Let me start out my brief discussion with a segmentation result:
This is the image the New Year's Party picture that I posted a few posts ago. This is the result of Felzenszwalb's graph based segmentation executable. I ran the executable many times by uniformly sampling the input parameter space and selected one image which looked particularly nice.
Segmentation is generally referred as a mid-level process, ie a process which groups together similar regions. However, it is still not a high-level process because it doesn't use any information from other images. When the concept of segmentation was introduced into the vision community, researchers thought that it would a good pre-processing step that would further aid object recognition. However, the community quickly realized that an object-consistent segmentation is only possible after the objects have been identified in the image!

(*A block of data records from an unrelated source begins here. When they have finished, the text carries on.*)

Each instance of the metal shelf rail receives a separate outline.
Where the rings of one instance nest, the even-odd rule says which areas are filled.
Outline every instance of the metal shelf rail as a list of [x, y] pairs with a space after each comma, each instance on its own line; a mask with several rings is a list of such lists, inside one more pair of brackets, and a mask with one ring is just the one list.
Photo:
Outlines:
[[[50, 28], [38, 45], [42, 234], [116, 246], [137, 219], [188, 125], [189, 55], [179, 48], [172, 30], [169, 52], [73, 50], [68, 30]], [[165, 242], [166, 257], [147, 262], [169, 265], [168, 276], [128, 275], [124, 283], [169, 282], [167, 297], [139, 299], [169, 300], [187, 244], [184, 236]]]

Image segmentation is still very popular as of 2006; however, the traditional definition of segmentation as something you do before recognition is slowly becoming outdated. Modern research on segmentation has a significant object-recognition feel to it, and one interesting question that remains is: how does one incorporate information from a large set of images to segment 1 image?
Every problem in computer vision can be solved with an object recognition module, unfortunately recognition is the most difficult. Computer vision is not simply image processing. Computer vision strives to build machines that can make synthetic a posteriori statements about the world. If Emmanuel Kant was alive this day, he would be a vision hacker.